Gossip, An Urban Form of Sorcery

by Lennox V. Farrell


Gossip is an urban form of sorcery. Its impact on communities is an issue which I recommend for serious discussion, analysis and possible solutions during Black History Month [BHM], 2002.

Let me explain. In the following, I describe what I think gossip is, and to what it is analogous in its genesis, and impact on both its victims and victimizers. I describe this impact on a particular set of victims, and make some recommendations.

Recommended, too, is a book that describes the role played by malicious gossip, and the similarities between its practices and those of sorcery. Like sorcery, according to anthropologist, Karen J. Brisson, gossip both shapes, and re-arranges power relations in communities. It both supplants functional, community institutions, and institutionalizes itself, instead. The book is, Just Talk: Gossip, Meetings, and Power in a Papua New Guinea Village.

Though gossip might appear to be an innocuous way of wasting time, its ability to destroy relationships is vast. Like witchcraft, it has the capacity to incapacitate. Like witchcraft, it, too, is based on using unsubstantiated accusations by those who make them, and on uncritically accepting these by those enticed into listening.
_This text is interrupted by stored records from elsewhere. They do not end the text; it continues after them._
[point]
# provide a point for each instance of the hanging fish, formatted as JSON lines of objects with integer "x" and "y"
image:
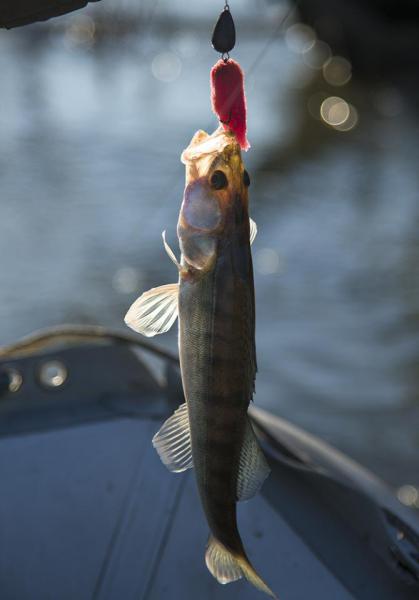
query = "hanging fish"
{"x": 214, "y": 300}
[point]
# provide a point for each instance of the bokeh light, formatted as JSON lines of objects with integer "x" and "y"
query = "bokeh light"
{"x": 300, "y": 38}
{"x": 334, "y": 111}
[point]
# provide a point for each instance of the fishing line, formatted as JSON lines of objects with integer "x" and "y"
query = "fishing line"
{"x": 258, "y": 58}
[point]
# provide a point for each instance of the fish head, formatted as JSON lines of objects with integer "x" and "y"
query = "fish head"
{"x": 215, "y": 200}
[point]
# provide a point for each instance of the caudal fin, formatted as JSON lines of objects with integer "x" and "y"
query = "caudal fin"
{"x": 227, "y": 567}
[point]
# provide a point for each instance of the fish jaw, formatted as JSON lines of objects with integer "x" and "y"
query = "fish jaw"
{"x": 215, "y": 200}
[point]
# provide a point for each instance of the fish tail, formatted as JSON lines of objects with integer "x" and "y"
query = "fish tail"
{"x": 226, "y": 566}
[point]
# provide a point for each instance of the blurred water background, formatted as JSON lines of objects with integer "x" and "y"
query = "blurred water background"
{"x": 95, "y": 109}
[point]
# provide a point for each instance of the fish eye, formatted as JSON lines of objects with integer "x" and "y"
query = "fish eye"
{"x": 218, "y": 180}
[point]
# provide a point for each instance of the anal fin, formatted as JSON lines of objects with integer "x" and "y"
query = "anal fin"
{"x": 173, "y": 441}
{"x": 221, "y": 563}
{"x": 253, "y": 468}
{"x": 227, "y": 567}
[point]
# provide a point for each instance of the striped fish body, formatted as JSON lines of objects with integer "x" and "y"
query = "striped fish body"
{"x": 214, "y": 300}
{"x": 216, "y": 346}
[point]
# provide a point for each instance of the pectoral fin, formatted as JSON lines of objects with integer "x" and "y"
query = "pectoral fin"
{"x": 253, "y": 230}
{"x": 154, "y": 311}
{"x": 170, "y": 252}
{"x": 173, "y": 441}
{"x": 253, "y": 468}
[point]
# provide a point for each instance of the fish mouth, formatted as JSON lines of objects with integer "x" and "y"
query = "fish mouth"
{"x": 204, "y": 149}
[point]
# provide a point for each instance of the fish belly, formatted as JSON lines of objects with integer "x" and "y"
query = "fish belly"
{"x": 215, "y": 352}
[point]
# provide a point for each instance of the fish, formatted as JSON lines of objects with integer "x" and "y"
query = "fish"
{"x": 214, "y": 302}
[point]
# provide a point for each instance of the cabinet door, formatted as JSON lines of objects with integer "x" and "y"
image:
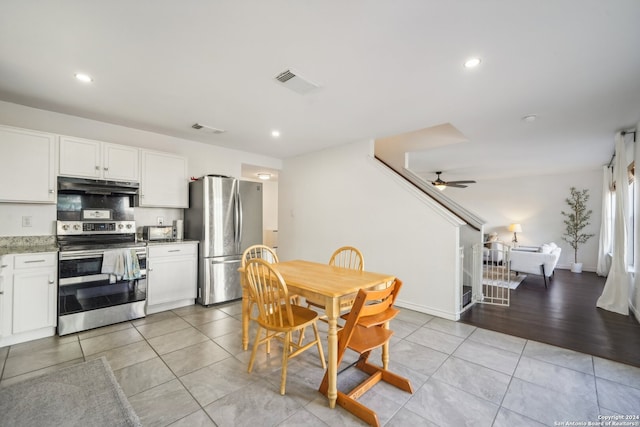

Malicious gossip--as opposed to negative propaganda strategically used by hostile institutions to further victimize already stereotyped communities--originates most often from individuals whose lives are of unrealized (and in their fears, unrealizable) dreams. These individuals are themselves victims. Using gossip against others not only provides justification for their own failed existences, but also increases opportunities to acquire some control, if not over their own lives, over those of others: both the gossiped to, and the gossiped about.

Gossip also multiplies within an atmosphere of normalized hysteria, reduced appreciation for literary and other cultural pursuits, diminished regard for incisive thinking, rapidly changing societal conditions, widening gaps between social classes, and communities neglected, impoverished, hopeless, and in disarray.

In a similar manner that flesh-wasting diseases consume the bodies of their hosts, so too, does this social malady consume the characters of its victims. In addition, its devotees are either unable to fully discern its destructive impact, or are innurred to its ill effects on others, and on themselves. While it does not solve the problems of its practitioners, it simultaneously makes less effective, efforts made by others hopeful enough to act on behalf of a community's interest.

The easiest victims of gossip are usually those operating on the fringes of their societies and communities. In the past, some were individuals considered as, `odd-balls'. Today, they might be referred to as, `radicals'. Subsequent victims of gossip, though, include others more established. Conditions created by gossip create a widening vortex of disempowerment, and of disempowering. In this, it is the already disenfranchised who disenfranchises. It is power for negative use by the powerless.

For example, it has been observed by many concerned with this issue, how gossip can affect students in school communities in the Greater Toronto Area. Among the most predictable victims are Black and other female students within the range, before and after, of Grade nine. They can be subjected to sexual harassment by male students, usually a grade or two above them.

Under such circumstances, a female student has two choices: resist, or submit. If she resists, and thereby seeks out teachers or parents for support, she can be labeled and shunned as an "informer". Unless she can team up with other students for support, shunning can increase her vulnerability. On the other hand, were she to submit, she could be forced on future occasions by those who can label her a derogatory "sketta, ho, skettaboom, boomie_".

In fact, even if she resists and refuses to be intimidated, she can still be gossiped about, and effectively labeled by accusations that though baseless, are still base enough to spread within days, from school to school.

Adults and others wishing to reduce the influence and impact of rampant, malicious gossip can do some simple things. Among these is to let others who gossip know that you do not! Another action is to ask gossipers if they would be prepared to repeat their comments in the presence of the gossipees. The cursing tongue, "lashon hara" in the Hebrew, could be turned instead to blessing each other, and our children already blighted by stereotyped curses.

Some very sound advice on this issue came from Dr. Jeremiah Wright, the African-American Pastor of the Trinity United Church of Chicago, Illinois. In a sermon on the evils of gossip, he advised his parishioners, "before allowing negative remarks about others into your presence, consider the following: first, are the remarks true; next, are they necessary; and, most importantly, are they nice?"

The case laid out here for consideration during BHM activities, 2002 is much simpler than life's complexities allow. Addressing this issue, is, however overdue. BHM organizers who continue to consider global issues and those of historic import, but ignore local, and malicious realities of gossip, are like the unfortunate man who believes he is in transit from one place to another by train, when what he is really travelling on is a roller-coaster.